The most common form of monogenic diabetes, MODY, is usually inherited in an autosomal dominant fashion and is characterised by pancreatic beta cell dysfunction [35]. MODY is classically recognised as: (1) diabetes onset before age 35; (2) with strong family history of similar diabetes; and (3) lack of characteristics of type 1 diabetes (e.g. no islet autoantibodies) and of type 2 diabetes (e.g. no marked obesity) [35]. Increasingly, there is also appreciation that not all individuals with MODY meet all criteria [37] and that common genetic variation contributes to clinical features of monogenic disease [38], such as age of diagnosis [39]. Nevertheless, knowledge of the genetic subtype of diabetes has very important implications for a patient’s clinical course and response to treatment. For example, individuals with MODY caused by mutations in GCK (GCK-MODY) have mild, non-progressive hyperglycaemia present from birth with low risk of complications and typically do not require treatment [40]; individuals with HFN1A- and HNF4A-MODY may achieve excellent control with sulfonylureas [41] or glucagon-like peptide 1 (GLP-1) receptor agonists [42], removing the need for insulin.
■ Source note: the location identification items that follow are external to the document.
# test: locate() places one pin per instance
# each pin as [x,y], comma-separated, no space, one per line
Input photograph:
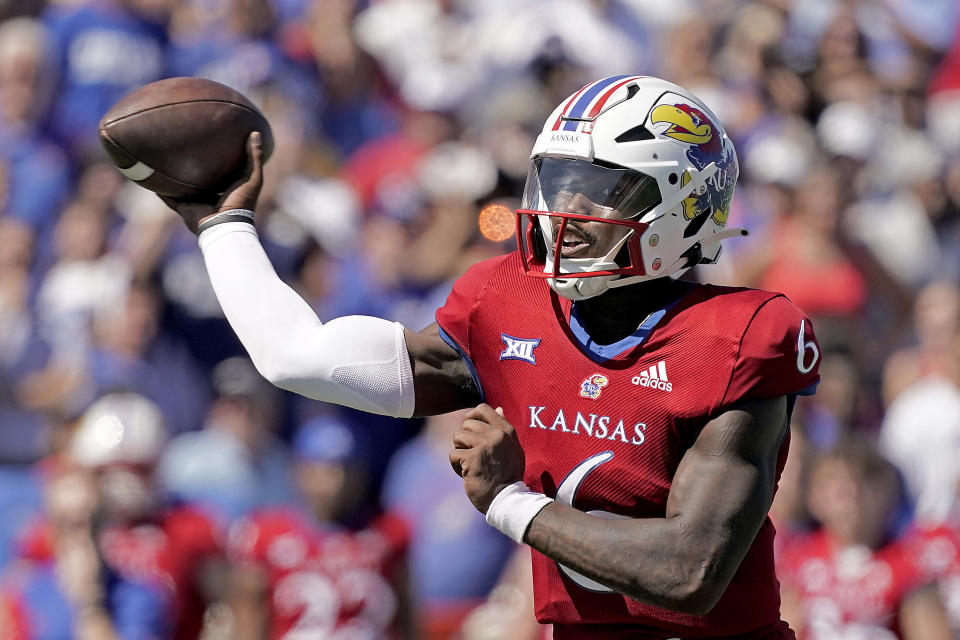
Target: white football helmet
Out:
[119,429]
[636,152]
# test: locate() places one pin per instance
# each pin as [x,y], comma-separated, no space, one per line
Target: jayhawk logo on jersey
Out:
[592,386]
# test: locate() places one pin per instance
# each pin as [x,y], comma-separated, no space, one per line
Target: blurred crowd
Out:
[152,485]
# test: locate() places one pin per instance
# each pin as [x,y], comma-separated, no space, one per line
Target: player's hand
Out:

Diabetes classification informed by type 1 diabetes genetics

Autoimmune diabetes is increasingly recognised as involving more than classic type 1 diabetes; it represents a heterogeneous group of diseases with differences in age of onset, rates of progression and rates of complications (described in [43]). Genetic approaches have been used both to help distinguish other forms of diabetes from type 1 diabetes, as well as to evaluate evidence of distinct subtypes within autoimmune diabetes.

Genetic contribution to type 1 diabetes, as quantified in a polygenic score, has demonstrated exciting clinical potential to improve delineation of diabetes subtypes. With growing discovery of genetic loci associated with type 1 diabetes and increased ability to model the HLA region’s impact on disease risk, the type 1 diabetes polygenic score has evolved over the years. One of the most recent versions, a polygenic score constructed from 67 genetic variants, can predict the risk of developing type 1 diabetes in children with an AUC of the receiver operating characteristic (ROC) curve of 0.92 [44], where a value of 1.0 indicates a perfectly accurate test. Type 1 polygenic scores have also demonstrated value in addressing diagnostic uncertainty, such as discrimination of type 1 diabetes from type 2 diabetes [44, 45], MODY [46] and syndromic autoimmune monogenic diabetes [47].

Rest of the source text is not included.